Thanks for the responses.
Few questions - will running 'check_whitelist' affect our server's
performance? Do I risk creating other problems if I leave things as they
are until our sys admin returns? :)
On 7/18/07, Matt Kettler [EMAIL PROTECTED] wrote:
Tammy George wrote:
Hello.
Our Linux server is running SpamAssassin version 3.1.5.
Backups started dying with 'inactivity timeout'. Dug around found
the following:
drwx-- 3 vscan vscan512 Jul 18 16:28 .
-rw--- 1 vscan vscan 1099983372288 Jul 18 16:28 auto-whitelist
-rw--- 1 vscan vscan 1205862400 Jul 18 16:28 bayes_seen
-rw--- 1 vscan vscan 10846208 Jul 18 16:28 bayes_toks
-rw--- 1 vscan vscan 18240 Jul 18 16:28 bayes_journal
drwxr-x--- 12 vscan vscan 1024 Jul 18 12:12 ..
-rw--- 1 vscan vscan2654208 Jan 26 2005
bayes_toks.expire42066
-rw--- 1 vscan vscan 606208 Mar 30 2004
bayes_toks.expire93303
drwxr-xr-x 2 vscan vscan512 Jan 28 2004 old
-rw-r--r-- 1 vscan vscan 1165 Jan 27 2004 user_prefs
A du -k shows auto-whitelist as being 1747968.
Surprisingly, we aren't experiencing any problems other than the
backups. Our site handles A LOT of email.
After I send this email, I'm going to look into check_whitelist and
trim_whitelist (and probably sa-learn re: the bayes files), however,
any suggestions would be most appreciated! Our sys admin is on
vacation and he's our expert.
for the auto-whitelist file you need to run this command:
check_whitelist --clean /path/to/auto-whitelist
That said, IMHO, the AWL isn't really ready for production use on large
systems unless you're going to run it on SQL and use your own scripts to
do expiry.
The bayes_toks and bayes_journal files auto-expire, so you don't need to
do anything to them.
The bayes_seen file doesn't have any kind of date information, so it
can't auto-expire.
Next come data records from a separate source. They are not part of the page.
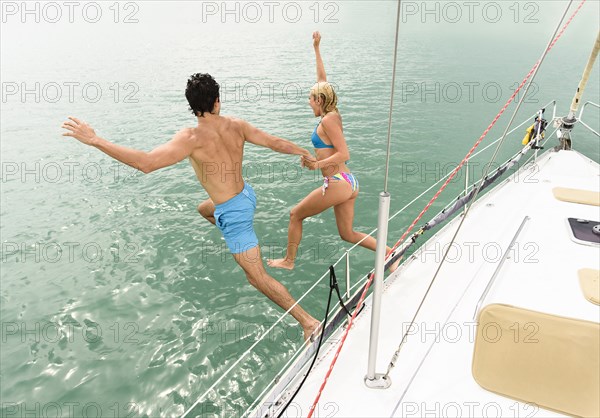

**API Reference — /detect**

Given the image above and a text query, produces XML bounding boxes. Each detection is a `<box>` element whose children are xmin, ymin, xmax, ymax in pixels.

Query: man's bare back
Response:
<box><xmin>62</xmin><ymin>74</ymin><xmax>319</xmax><ymax>339</ymax></box>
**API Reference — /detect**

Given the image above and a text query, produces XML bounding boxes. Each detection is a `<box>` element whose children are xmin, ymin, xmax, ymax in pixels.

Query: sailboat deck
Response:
<box><xmin>274</xmin><ymin>151</ymin><xmax>600</xmax><ymax>417</ymax></box>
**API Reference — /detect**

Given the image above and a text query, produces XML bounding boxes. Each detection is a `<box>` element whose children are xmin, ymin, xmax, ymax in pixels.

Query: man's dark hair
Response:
<box><xmin>185</xmin><ymin>73</ymin><xmax>219</xmax><ymax>116</ymax></box>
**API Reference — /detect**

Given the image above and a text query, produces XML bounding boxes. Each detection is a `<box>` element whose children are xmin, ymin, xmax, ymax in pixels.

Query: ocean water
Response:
<box><xmin>0</xmin><ymin>1</ymin><xmax>600</xmax><ymax>417</ymax></box>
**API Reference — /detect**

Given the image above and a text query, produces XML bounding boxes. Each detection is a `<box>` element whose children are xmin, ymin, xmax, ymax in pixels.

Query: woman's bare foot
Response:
<box><xmin>267</xmin><ymin>258</ymin><xmax>294</xmax><ymax>270</ymax></box>
<box><xmin>390</xmin><ymin>257</ymin><xmax>402</xmax><ymax>274</ymax></box>
<box><xmin>304</xmin><ymin>321</ymin><xmax>323</xmax><ymax>343</ymax></box>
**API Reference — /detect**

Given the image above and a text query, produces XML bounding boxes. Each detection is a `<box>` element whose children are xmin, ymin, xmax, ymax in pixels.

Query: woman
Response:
<box><xmin>268</xmin><ymin>32</ymin><xmax>399</xmax><ymax>271</ymax></box>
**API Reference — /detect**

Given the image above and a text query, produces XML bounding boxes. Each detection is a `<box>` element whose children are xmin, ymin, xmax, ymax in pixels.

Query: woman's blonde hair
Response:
<box><xmin>310</xmin><ymin>81</ymin><xmax>339</xmax><ymax>116</ymax></box>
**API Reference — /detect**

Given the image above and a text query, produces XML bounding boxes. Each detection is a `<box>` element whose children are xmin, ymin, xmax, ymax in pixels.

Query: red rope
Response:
<box><xmin>308</xmin><ymin>0</ymin><xmax>586</xmax><ymax>418</ymax></box>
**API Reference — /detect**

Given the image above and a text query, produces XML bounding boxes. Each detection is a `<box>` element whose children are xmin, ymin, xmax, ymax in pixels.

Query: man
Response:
<box><xmin>62</xmin><ymin>74</ymin><xmax>319</xmax><ymax>340</ymax></box>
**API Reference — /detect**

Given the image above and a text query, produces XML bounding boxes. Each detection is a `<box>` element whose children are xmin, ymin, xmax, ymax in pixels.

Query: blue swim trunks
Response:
<box><xmin>215</xmin><ymin>183</ymin><xmax>258</xmax><ymax>254</ymax></box>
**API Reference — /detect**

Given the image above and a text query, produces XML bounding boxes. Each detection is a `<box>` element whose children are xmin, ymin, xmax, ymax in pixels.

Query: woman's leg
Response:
<box><xmin>267</xmin><ymin>180</ymin><xmax>352</xmax><ymax>270</ymax></box>
<box><xmin>333</xmin><ymin>192</ymin><xmax>400</xmax><ymax>272</ymax></box>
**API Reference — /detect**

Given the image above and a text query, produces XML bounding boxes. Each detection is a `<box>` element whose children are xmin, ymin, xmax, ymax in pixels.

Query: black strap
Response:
<box><xmin>329</xmin><ymin>266</ymin><xmax>352</xmax><ymax>317</ymax></box>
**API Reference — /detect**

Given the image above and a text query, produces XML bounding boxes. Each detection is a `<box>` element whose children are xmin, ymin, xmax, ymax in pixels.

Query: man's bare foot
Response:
<box><xmin>304</xmin><ymin>321</ymin><xmax>323</xmax><ymax>343</ymax></box>
<box><xmin>267</xmin><ymin>258</ymin><xmax>294</xmax><ymax>270</ymax></box>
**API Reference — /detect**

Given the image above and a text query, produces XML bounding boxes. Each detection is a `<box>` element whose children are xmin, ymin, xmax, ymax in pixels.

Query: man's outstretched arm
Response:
<box><xmin>62</xmin><ymin>117</ymin><xmax>193</xmax><ymax>174</ymax></box>
<box><xmin>243</xmin><ymin>122</ymin><xmax>311</xmax><ymax>156</ymax></box>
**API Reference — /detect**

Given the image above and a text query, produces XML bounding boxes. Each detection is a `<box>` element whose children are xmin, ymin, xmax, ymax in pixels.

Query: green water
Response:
<box><xmin>0</xmin><ymin>1</ymin><xmax>600</xmax><ymax>417</ymax></box>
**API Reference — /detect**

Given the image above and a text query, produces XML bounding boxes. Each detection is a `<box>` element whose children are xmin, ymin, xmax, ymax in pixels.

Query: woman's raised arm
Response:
<box><xmin>313</xmin><ymin>32</ymin><xmax>327</xmax><ymax>83</ymax></box>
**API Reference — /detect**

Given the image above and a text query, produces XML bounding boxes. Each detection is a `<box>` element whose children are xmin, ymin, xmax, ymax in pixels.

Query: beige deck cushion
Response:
<box><xmin>473</xmin><ymin>304</ymin><xmax>600</xmax><ymax>417</ymax></box>
<box><xmin>552</xmin><ymin>187</ymin><xmax>600</xmax><ymax>206</ymax></box>
<box><xmin>577</xmin><ymin>269</ymin><xmax>600</xmax><ymax>305</ymax></box>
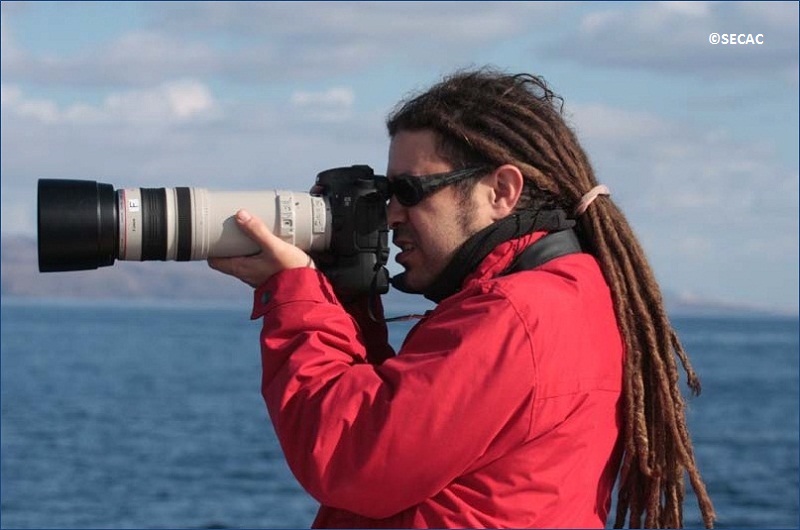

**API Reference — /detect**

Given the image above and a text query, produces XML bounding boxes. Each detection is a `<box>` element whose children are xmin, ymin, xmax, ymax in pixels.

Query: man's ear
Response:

However, you can remove the file reasonably safely.
This file is just a list of all the files that have already been run
through sa-learn. The only drawback to deleting it is that it will allow
you to re-train a message that you've already learned. So if you
maintain a massive directory of files to be relearned but don't clean
it out, you might have a minor amount of over-learning (no big deal).
Thanks in advance for any advice.